With the recent heat wave we've been having here, my mind naturally turns to cooler things. Like ice. Many nineteenth-century farmers harvested ice for domestic use (hence the ubiquitous "ice houses" of surviving farm complexes). Here's how one resident (born in 1917) of Allegany County in upstate New York remembered ice harvesting:
"As I recall, the blocks of ice were about 2' x 3' and the thickness depended upon how deep the water had frozen. I believe it needed to be at least ten inches thick. The average farmer, like my father, had what we called an ice saw. This saw was about five feet long with sharp teeth about one inch high and about one inch between the points and had a handle on one end. For large cutting jobs where railroad cars or big ice houses were to be filled, the contractor could buy specially made sleds that could be pulled by one horse. It had a saw for each runner, two feet apart with a marker two feet over, that ran along the side of the previously cut side. Then the standard saw, which I described first, was used to cut the three foot blocks which the horse sled had cut into six inches deep earlier. A big iron chisel was dropped into the slot and the block was pried apart easily. Big tongs that could open up to two feet were used to pull the cakes of ice out of the water. There were smaller tongs of several sizes made that were used by the ice man who put the ice in the ice box in your kitchen. A pike six or eight feet long with a sharp point on one end and a hooked point below the straight one allowed a person to push the floating cake of ice away from him or to him so that he could reach it with the tongs. A neighbor, Charlie Hosmer, used to work on the Andover Pond, where ice was loaded onto railroad cars as well as farmers sleds years ago and he said that it was not only hard work but you were wet most of the time and your clothes would freeze on you.

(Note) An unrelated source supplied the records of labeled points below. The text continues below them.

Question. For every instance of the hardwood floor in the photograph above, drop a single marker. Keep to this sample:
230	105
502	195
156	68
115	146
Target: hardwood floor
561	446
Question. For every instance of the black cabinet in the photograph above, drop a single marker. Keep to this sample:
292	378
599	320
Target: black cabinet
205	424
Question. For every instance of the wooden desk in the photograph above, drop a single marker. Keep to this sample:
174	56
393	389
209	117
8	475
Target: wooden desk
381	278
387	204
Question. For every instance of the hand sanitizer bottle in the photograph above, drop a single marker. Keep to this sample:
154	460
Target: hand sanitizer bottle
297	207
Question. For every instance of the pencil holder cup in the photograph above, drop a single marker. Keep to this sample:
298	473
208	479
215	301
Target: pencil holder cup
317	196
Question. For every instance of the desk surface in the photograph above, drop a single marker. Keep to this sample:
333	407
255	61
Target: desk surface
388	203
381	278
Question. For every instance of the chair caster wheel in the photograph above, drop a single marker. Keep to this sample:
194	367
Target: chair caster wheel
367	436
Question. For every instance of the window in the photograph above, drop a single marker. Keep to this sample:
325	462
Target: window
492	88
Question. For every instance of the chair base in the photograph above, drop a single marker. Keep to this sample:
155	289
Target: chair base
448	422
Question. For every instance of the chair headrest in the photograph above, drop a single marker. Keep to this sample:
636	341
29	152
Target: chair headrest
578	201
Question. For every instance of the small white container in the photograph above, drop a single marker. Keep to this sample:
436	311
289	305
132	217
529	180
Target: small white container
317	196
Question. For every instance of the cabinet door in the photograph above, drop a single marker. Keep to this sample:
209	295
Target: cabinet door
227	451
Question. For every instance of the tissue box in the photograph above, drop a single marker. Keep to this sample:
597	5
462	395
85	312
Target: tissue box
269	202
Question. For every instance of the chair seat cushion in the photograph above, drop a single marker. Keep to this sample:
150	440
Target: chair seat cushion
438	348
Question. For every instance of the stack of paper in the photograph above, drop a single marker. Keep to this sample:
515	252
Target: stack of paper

Before the ice is put into the ice house the floor is covered with several inches of sawdust, then a layer of ice is put on the sawdust with the blocks about six inches from the side and an inch space between each block. Then an inch or two of sawdust is used to cover the first layer of ice and so on for each subsequent layer of ice until the building is filled. Then the top layer is covered with six or more inches of sawdust to keep the heat from penetrating the ice and thawing it. When some ice is removed, the remainder is carefully covered."
(Frank O'Brien, Frank, The Cows are Out, 1994, via this website)
Of course, ice was also harvested for shipment to factories, cities, and around the world. When the first large block of ice from a Massachusetts Lake arrived in London in 1845, it was left in a shop window and attracted crowds of curious onlookers. Some insisted on touching the block to confirm that it wasn't glass. Later in the century, however, ice blocks became commonplace, and city-dwellers who needed coolant for their ice boxes expected the regular arrival of a cart like the one show here:
Icemen, like other tradesmen, stood proudly with their tools and had their pictures made. Some even carried dripping blocks of ice into the photography studios.
At least one ice crew had their photograph taken as a group, holding the tongs, axes, and shovels of their trade.
This last image is my favorite. It shows a dapper iceman sometime in the 1870s. He carries two pairs of ice tongs and a sturdy ice axe similar to the "Boston Pattern" shown in Alvin Sellens's Dictionary of American Hand Tools. According to Sellens, ice axes featured a narrow blade to "cut and dress" blocks of ice and a hook "to maneuver a block into a desired position" (30). To top it all off, this iceman looks like he just walked off the pond, wearing leather gloves, a felt hat, and a fantastic knit sweater.